In memoriam. Ma mère, l’Impatiente: Monique Boyce Dionne (1946-2015)* (texte intégral)
Mise en ligne de La rédaction, le 19 décembre 2015.
par Patrick Dionne
[ EXTRAITS DU NUMÉRO 49/NOVEMBRE 2015-JANVIER 2016 ]
Les âmes de braise éprouvent dans leur chair, dans leur cœur, dans leur sang que tout sur cette terre n’est qu’apparence, symbole, préfiguration, annonce, miroir d’un Royaume que nous pleurons depuis que nous l’avons quitté, que nous mendions, implorons, espérons, jour et nuit. Nous venons en ce monde en gémissant. Les larmes sont une réminiscence de l’Éden.
Ma mère appartenait à la vieille race des Impatients, au sens où Albert Béguin l’entendait de Léon Bloy, c’est-à-dire ces êtres qui ne respirent que dans les contrées surnaturelles, ces êtres incapables «de se résigner au temporel», comme elle l’écrivait, qui savent que l’Essentiel se tient derrière les choses, que nous pouvons le discerner, l’approcher, le toucher, du bout des doigts, en tremblant et en priant, mais que le Mystère reste entier. Ma mère ne connaissait que la louange et le hurlement, à l’image de ces réprouvés de l’Ancien Testament qui provoquent le Ciel, le menacent, le somment de s’ouvrir, ici, maintenant. Son dernier geste aura été un geste de piété, comme si elle voulait encore, avec ses hosannas, forcer le Portail… et il s’est ouvert pour elle, en un jour de pèlerinage – glorieuse récompense pour une femme que la foi faisait vivre. Au fond, Monique était un tison échappé du Buisson ardent. Elle a marché à la suite de Jésus-Christ, sur la voie de l’impossible, qui est la seule issue. Ce Ciel dont elle m’a tant parlé, ses mots, ses regards, ses actes, ses silences en traduisaient les notes brûlantes et majestueuses.
Ma mère avait «en horreur les cages et les prisons», selon l’expression de sa très-admirée Marie-Madeleine Davy, elle vécut libre, debout, à une époque où l’esclavage est une mode, où la badauderie universelle rivalise pour les fers et les muselières, où le refus de ramper se paie chèrement. Rien de tiède en cette femme qui ne calculait pas, qui était d’une grande maladresse pour veiller à son intérêt, pour qui l’injustice, sous toutes ses formes, était insoutenable, qui aimait consoler les malheureux, ceux à qui personne ne pense, et qui ne s’est jamais gênée pour engueuler les superbes.
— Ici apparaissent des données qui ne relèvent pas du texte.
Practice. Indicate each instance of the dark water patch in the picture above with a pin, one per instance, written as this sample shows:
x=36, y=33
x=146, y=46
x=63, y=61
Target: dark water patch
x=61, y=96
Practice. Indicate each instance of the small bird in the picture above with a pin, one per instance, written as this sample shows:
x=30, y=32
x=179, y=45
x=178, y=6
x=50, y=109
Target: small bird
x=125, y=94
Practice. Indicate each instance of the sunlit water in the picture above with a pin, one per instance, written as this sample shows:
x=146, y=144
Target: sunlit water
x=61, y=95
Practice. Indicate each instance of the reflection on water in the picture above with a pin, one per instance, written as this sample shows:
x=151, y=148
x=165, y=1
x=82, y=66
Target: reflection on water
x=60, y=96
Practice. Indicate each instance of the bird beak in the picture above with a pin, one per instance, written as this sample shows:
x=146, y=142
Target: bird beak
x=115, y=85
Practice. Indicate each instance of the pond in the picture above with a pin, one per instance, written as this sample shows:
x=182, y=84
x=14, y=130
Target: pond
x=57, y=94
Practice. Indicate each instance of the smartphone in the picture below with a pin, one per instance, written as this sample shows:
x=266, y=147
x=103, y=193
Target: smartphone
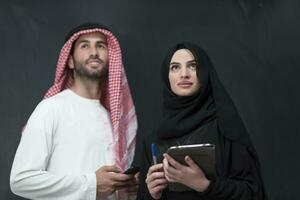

Je reconnais sa physionomie spirituelle, son caractère, sa voix, dans cette peinture de Claude-Henri Grignon: «Je n’ambitionne qu’une chose: défendre la cause de la Vérité. Défendre la lumière. La lumière est une, perpendiculaire, brutale et foudroyante.» Sa faim d’«une nourriture qui demeure toujours», pour reprendre la divine sentence de Grégoire de Nazianze, sa force, sa vitalité, son espérance, sa sensibilité kierkegaardienne, son ironie tonique et dévastatrice – «méchante», jugerait un législateur assermenté –, constituaient les pièces maîtresses de son arsenal, au service de la Vérité.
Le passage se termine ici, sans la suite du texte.